Chile’s architects have also increasingly delighted on the international stage: the Expo Pavilion in Milan (Undurraga Devés, 2015), Smiljan Radić’s Serpentine Pavilion in London ( 2014 ), the 2016 Architecture Biennale in Venice curated by Pritzker Prize laureate Alejandro Aravena and – also at the Biennale – the Chilean contributions by Pezo von Ellrichshausen ( Vara Pavilion, 2016 ), Pedro Alonso and Hugo Palmarola ( Monolith Controversies, 2014 ) and Alejandra Celedón ( Stadium, 2016 ) attracted much attention.
To better understand Chilean architecture’s success story, the editors of archithese traveled for one month through the Andean country, with its stunning natural landscapes – a land of fire and ice: we saw volcanoes, geysers and dust-dry deserts, salt flats and glaciers. And we met openhearted and friendly people. We got to see magnificent and spatially ingenious buildings: villas by Pezo von Ellrichshausen; hotels by Germán del Sol and Cazú Segers; a winery, a theater and museums by Smiljan Radić; university buildings by Elemental and much more. In addition, we paid visits to landscape designs that succeed in intensifying the existing potentials of the natural spaces, most notably the poetic interventions of Teresa Møller.
However – and this was the flip side – our journey was also disillusioning. Chile’s beautiful new architectural world turned out to be the domain of a small upper class. Only a privileged group shares the benefits of the neoliberal country’s sustained economic boom. Even though the country is economically well off according to statistics, the situation is tense. Driven by the hope of someday rising to the middle class, many young Chileans borrow money for their education but often fail to then find qualified jobs.
Those like us, who have the privilege of being able to move about almost exclusively within the spheres of outstanding new buildings, remain unaware of the sobering world of working-class and indigenous Chile. You have to leave the paths trodden by architectural tourists, drive out to the humble settlements and take a close look at what is missing: social building projects are almost non-existent in Chile, and the public realm is waiting in many places for ( re -)vitalization. We did not get to see any interesting new housing projects, but we did visit many bleak single-family housing developments, built on cheap land somewhere out in the middle of nowhere, with spiritless rows of hundreds of identical homes.
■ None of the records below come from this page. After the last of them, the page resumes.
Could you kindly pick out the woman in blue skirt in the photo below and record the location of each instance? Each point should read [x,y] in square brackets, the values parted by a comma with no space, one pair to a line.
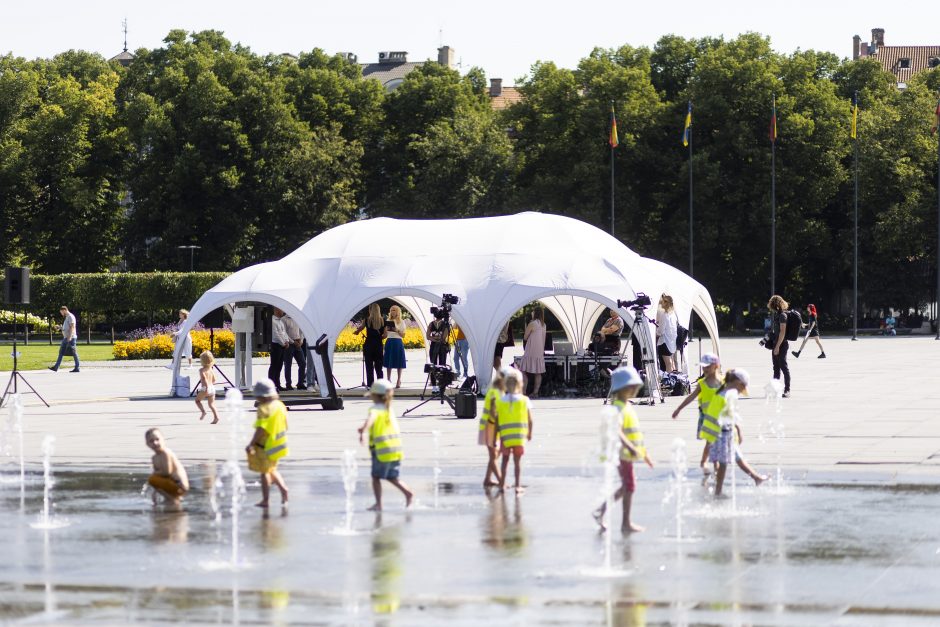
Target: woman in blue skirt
[394,346]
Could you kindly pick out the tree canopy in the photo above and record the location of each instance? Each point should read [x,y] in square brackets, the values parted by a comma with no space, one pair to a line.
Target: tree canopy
[205,142]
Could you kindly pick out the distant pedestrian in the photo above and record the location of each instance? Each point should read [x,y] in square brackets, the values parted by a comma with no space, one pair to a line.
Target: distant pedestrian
[461,352]
[268,444]
[206,391]
[394,357]
[372,353]
[778,339]
[384,442]
[812,326]
[69,339]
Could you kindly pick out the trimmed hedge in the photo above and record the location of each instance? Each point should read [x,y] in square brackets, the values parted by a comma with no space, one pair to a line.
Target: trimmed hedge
[113,292]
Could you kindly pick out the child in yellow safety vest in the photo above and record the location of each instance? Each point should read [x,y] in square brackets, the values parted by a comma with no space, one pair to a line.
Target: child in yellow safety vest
[384,442]
[487,432]
[721,418]
[514,424]
[625,382]
[268,444]
[708,385]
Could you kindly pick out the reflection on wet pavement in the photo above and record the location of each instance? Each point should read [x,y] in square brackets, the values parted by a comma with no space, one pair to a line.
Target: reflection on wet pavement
[817,553]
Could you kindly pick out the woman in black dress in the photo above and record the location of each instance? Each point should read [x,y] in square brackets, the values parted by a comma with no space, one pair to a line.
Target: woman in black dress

The environment, too, is sometimes heavily polluted: Lithium mining consumes large quantities of water and the capital, Santiago, suffocates every winter in smog. Global tourism is booming, meaning that crowds of people are flooding the national parks from Patagonia to Atacama. Hotel ships now sail as far as Antarctica, where tourists tread on the penguins’ feet in their colonies.
But the younger architects are starting to grapple with these issues. They are increasingly questioning the impact of the economy on the environment, infrastructures and cities, and are aspiring to exert more influence on the housing situation and public spaces. The leeway to do so, however, is limited. All the more reason why we have tried to put the spotlight on the tender young seedlings that have taken root and are flourishing on the broken edges of South America’s neoliberal “model state”.